Primero se planteó un problema: ¿las cinco cuestiones eran suscesivas o simultáneas? Una por una, se dijo. No, todas juntas, se contestó. De ser una por una tendría que organizarse del lunes hasta el viernes, y le quedaría el fin de semana, cuando podría poner las cinco en práctica a la vez. Le pareció bien dicho arreglo, y al siguiente lunes comenzó. No le costó tanto trabajo liberar su corazón del odio durante ese día, pues no era muy afecto a tales sentimientos, por temperamento o karma, váyase a saber.
Pero el martes naufragó y cuando regresó a casa, imposibilitado de liberar su mente de agobios imaginarios, de cálculos indebidos sobre el futuro, de puras antesalas de la razón, recordó a su madre, quien mucho se lo decía: cómo eres preocupón. El miércoles, en cambio, recuperó el ritmo del lunes y simplificó un poco más su forma de vivir. Este hombre estaba ejerciendo la reducción drástica de la necesidad. Requería poco, aunque no se privaba ni de lo esencial ni de lo placentero. Fulano, de vida simple, habrían de decir de él los demás. Los demás fueron el tema del jueves: darles más. ¿Más qué? Compasión, por ejemplo, y decidió aplicársela a una compañera de trabajo en el laboratorio, una envidiosa profesional.
No era por misoginia ni por ganas de creer en su fantástica existencia, pero este hombre pensaba que de que hay brujas las hay, y esa colega era.

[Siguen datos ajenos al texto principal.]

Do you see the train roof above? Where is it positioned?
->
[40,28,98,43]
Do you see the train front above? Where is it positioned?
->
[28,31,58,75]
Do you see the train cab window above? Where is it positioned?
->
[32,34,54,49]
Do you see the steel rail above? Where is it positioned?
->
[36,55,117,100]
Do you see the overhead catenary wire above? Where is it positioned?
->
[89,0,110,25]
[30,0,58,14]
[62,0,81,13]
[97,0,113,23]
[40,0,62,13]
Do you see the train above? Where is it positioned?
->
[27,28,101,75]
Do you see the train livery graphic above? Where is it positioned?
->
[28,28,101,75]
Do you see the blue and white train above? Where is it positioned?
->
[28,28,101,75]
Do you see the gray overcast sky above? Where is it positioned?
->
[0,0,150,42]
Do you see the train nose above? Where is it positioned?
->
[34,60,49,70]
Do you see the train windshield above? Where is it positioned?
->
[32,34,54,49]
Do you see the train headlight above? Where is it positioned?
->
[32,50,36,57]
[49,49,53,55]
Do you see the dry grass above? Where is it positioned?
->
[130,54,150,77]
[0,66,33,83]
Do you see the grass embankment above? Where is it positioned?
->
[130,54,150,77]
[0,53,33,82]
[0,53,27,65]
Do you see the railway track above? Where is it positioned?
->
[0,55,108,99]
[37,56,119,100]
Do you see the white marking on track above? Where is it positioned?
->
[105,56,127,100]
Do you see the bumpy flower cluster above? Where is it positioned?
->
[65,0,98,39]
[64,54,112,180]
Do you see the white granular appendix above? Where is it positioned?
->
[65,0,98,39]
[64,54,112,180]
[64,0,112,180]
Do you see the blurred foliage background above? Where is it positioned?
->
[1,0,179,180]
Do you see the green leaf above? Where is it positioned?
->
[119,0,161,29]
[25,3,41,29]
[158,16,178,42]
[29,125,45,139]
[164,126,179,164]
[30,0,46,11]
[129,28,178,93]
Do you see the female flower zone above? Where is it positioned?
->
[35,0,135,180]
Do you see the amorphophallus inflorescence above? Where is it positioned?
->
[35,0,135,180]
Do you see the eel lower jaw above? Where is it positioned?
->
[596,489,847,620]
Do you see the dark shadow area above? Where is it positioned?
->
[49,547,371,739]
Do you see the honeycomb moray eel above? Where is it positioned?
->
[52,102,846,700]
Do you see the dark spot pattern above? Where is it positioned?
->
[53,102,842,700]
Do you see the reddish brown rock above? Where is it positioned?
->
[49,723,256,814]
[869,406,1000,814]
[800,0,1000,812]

Intrigaba contra él donde podía y con quien encontraba. Habían sido amigos pero muy pronto lo dejaron. Su vínculo se evidenció como un error. La amistad entra por los sentidos y él forzó los suyos para intimar un poco con ella: ¿cómo estás, cómo te va? Rápidamente supo que todo eso era un equívoco.
Por la noche regresó otra vez derrotado: era muy difícil dar más a los otros, quienes representan el infierno, afirmó Sartre. El viernes, en cambio, mejoró su circunstancia un poquito, como se suele decir. No esperar nada, o esperar menos, según su receta, no era una actitud tan inalcanzable para él.
Eso pensaba, pero después de un rato de autocontrol se sorprendió a sí mismo esperando el surgimiento de pequeñas circunstancias durante todo el día: que lo saludaran de cierta manera, que llegara un paquete, que los laboratoristas a su cargo prestaran interés a la lección, que el tráfico de regreso a casa no estuviera a reventar, que el cielo no cayera sobre su cabeza. Siempre esperando minucias, concluyó.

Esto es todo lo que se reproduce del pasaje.